By Eli Toast
When I left Ralph at the bus station his mien was one of resigned disappointment with the way things had panned out. He was going back to a different part of Asia and I was boarding a train heading south the same evening. I took a rickshaw to the train station and enjoyed a pleasant conversation with the driver about our families and life trajectories. At the train station I sat and waited like everyone else, all of us looking nauseously green beneath the platform’s droning sodium bulbs.
Standing there on the platform as the train arrived I looked down at the tracks and noticed a cinnamon colored splat of diarrhea on top of a used maxi-pad. It was demonically gross. I watched as the skeletal mongrel pups that lived off the meager scrapings of a South-Indian-train-station-diet tried to focus their muzzles in on the invisible skein of effluvia that was no-doubt coiling upward from that sickening stack of waste.
I boarded the train rattled and lonely, longing for the familiar stupidity of home.
Inside the train was stale and close. My bed for the night was the middle berth, easily the worst one. Another fresh bruise on my abused morale. No sheet, blanket, or pillow, merely a vinyl cushion en-slickened with involuntary night-sweat and be-smirched with the type of compacted grime that collects under one’s fingernails. I slept poorly and awoke to the unnecessary banter of a set of superfluous Australians; my feet ravaged by bed bugs. By 9am nearly everyone on the train had disembarked at Bangalore. I sat alone in my cabin reading a Harper’s magazine Ralph had given me, occasionally staring out the window only to see old men taking shits and dead horses covered in carrion fowl.
At some point a weird, gay, Indian kid slinked into my cabin and started talking to me about some stupid shit; I don’t know, some gay-code thing, clearly trying to get fresh with me.
“I don’t mean to be rude man, but I just wanna read this,” lifting the magazine, “here, by myself.”

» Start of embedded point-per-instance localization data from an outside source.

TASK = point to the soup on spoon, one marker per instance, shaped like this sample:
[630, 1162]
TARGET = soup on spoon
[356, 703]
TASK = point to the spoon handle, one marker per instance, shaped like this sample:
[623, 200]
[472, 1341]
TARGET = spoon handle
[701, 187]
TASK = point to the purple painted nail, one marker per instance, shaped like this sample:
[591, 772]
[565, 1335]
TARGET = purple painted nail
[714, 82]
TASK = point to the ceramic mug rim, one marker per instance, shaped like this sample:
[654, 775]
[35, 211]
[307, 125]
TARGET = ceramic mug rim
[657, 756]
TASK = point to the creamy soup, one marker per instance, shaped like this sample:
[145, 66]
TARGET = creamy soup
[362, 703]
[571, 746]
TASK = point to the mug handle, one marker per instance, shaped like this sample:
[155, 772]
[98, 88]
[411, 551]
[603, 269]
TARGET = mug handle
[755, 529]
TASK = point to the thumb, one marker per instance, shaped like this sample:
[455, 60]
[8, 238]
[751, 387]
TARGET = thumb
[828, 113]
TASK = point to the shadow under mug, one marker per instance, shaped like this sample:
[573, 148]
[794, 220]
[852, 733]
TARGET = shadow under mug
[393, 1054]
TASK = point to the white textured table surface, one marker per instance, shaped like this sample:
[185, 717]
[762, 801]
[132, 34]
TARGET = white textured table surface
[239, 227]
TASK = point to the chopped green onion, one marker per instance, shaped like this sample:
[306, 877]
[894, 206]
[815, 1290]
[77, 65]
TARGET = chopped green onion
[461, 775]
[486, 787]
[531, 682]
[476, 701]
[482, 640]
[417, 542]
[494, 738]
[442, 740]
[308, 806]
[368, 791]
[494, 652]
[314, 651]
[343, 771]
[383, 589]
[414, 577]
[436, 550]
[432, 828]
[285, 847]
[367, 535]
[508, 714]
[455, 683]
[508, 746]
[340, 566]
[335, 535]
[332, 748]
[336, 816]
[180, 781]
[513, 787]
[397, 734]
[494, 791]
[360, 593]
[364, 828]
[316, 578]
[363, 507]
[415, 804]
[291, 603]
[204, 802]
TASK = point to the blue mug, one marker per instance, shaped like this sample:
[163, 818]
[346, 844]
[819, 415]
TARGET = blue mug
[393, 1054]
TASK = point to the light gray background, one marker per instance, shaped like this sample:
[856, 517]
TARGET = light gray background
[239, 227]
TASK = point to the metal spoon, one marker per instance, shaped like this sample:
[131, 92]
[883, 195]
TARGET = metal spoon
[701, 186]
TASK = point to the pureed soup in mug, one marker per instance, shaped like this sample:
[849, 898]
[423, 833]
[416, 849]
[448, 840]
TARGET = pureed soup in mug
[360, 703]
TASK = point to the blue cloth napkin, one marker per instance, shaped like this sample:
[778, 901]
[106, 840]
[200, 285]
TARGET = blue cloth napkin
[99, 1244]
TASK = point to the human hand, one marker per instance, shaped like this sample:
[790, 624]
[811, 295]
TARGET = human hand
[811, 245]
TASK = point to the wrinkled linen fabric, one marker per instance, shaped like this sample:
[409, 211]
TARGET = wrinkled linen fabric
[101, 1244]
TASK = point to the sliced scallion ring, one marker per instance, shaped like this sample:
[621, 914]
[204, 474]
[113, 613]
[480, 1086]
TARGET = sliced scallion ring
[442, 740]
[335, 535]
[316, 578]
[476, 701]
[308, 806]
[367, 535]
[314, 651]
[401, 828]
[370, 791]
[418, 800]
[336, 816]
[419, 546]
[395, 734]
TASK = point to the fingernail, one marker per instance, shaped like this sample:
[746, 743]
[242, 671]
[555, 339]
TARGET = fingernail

He left, which was good, because I despised him.
When I arrived in Mysore I allowed a rickshaw driver to take me to a hotel of his choosing (major rookie mistake, but I was a bit out of sorts) that paid him a commission. I accepted a lousy room, for double what it was worth, that stank of reluctantly agreed upon sodomy.
It was hot when I stepped out for lunch. On my way a small Indian man wearing a belt that wrapped around him one and a half times approached me offering some friendly advice. I tried to ignore him by walking faster and making graceless walking choices: one foot on the curb, the other in the gutter, weirdly passing a group of women by skipping sideways… Finally, the nice man barked: “Why are you running from me? We are not dogs! Indian people are not dogs! You don’t need to treat me like that!”
“Look man, I got shit to do. My job is to take care of that. Your job is to not help me do it!”
And I left him in my dust (I feel ashamed about how I treated this guy. I didn’t get the sense he was trying to scam me, and even if he was, it’s hard to begrudge a man for trying to make a few ducats).
I sat down at some shitty Cafe mentioned in the Lonely Planet called the Parkland (or whatever) and ordered–get this–the “Chicken Macaroni” off the “Continental” section of the menu. It actually wasn’t that bad, but the heat of the first spoonful triggered a gnarly toothache in a problematic molar. No fucking way am I getting dental work done here. I ordered a large Extra-Strong Kingfisher beer and when it was finished I had splitting headache.
I went back to my hotel room to take a nap but the racket from the overhead fan in concert with the bedlam from the street below didn’t allow it. So I ended up just staring at the ceiling and scratching my feet until they bled.